Listen, my fellow citizens, to our illustrious leader discoursing on the complexities of Native American tribes and the federal government. Yes, listen, as even a hand-picked crowd of supporters can't help but laugh at his mental deficiency. This is the giant you have chosen to defend you from terrorists and keep away all your bad dreams!
So I pulled a fun one today. On my way in to work, I see a mirror left outside someone's house. It's about two feet by three feet, partly broken, and I think, hey, I could maybe use that to make art or something. So I pull over and go pick it up to put in the car: it's one of those nice heavy mirrors, with nearly a centimeter of glass. I start walking towards the car.
I take about two steps and go flying.
I don't know if I tripped on the pavement or completely fell off the curb. The important thing at the time was that I was flying through the air and the mirror was going to hit the ground first, leaving me a nice field of shattered glass on pavement to fall on. I'm pretty satisfied with myself for how it turned out: I had all the time I needed.
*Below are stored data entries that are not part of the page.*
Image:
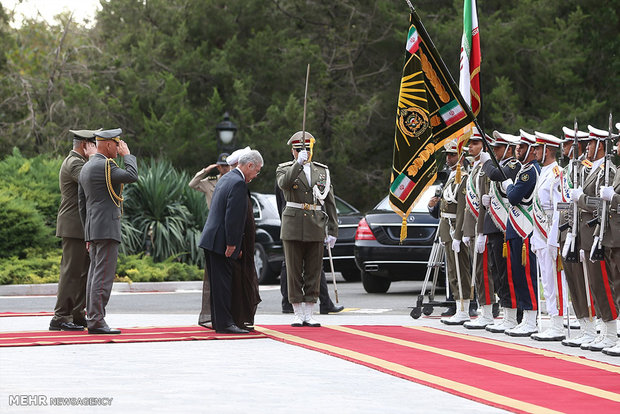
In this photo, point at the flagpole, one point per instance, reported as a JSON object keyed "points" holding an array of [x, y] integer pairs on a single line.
{"points": [[449, 78]]}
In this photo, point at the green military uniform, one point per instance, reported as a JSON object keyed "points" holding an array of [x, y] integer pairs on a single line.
{"points": [[308, 217], [71, 296]]}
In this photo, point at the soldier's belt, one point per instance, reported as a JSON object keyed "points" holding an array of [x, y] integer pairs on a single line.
{"points": [[303, 206]]}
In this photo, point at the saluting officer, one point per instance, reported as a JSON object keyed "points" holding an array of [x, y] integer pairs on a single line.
{"points": [[71, 296], [308, 220], [545, 236], [472, 226], [597, 272], [518, 232], [573, 271], [611, 241], [451, 213], [495, 204]]}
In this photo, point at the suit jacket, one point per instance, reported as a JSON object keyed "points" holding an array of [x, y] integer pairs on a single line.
{"points": [[68, 223], [100, 216], [306, 225], [226, 221]]}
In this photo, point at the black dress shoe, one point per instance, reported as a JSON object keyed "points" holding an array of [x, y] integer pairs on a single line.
{"points": [[103, 331], [232, 329], [65, 326], [333, 309]]}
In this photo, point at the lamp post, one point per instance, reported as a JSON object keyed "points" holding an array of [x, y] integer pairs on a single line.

I knew the mirror would hit the ground first; I saw it hit out of the corner of my eye; I saw the ground coming at me; and I pushed myself off to the right and did a perfect, beautiful aikido roll over my left shoulder, coming up standing and on balance. Well, and bleeding and in a bit of pain: I got some shallow cuts on the edge of my left hand and the outside of my right calf. But no pieces of mirror stuck in me, and much better than doing a full-on spread-eagle. And it gave me something to brag about. Except for the part about tripping and falling in the first place. That was pretty stupid.
In other exciting news, I finally reached one of the CBA blacksmiths, who had previously said he couldn't take a student but he could find some time to show me some basic stuff. It turns out he can take students now, so I'm heading up there Saturday to at least try it out and see if I really like it. Woo hoo!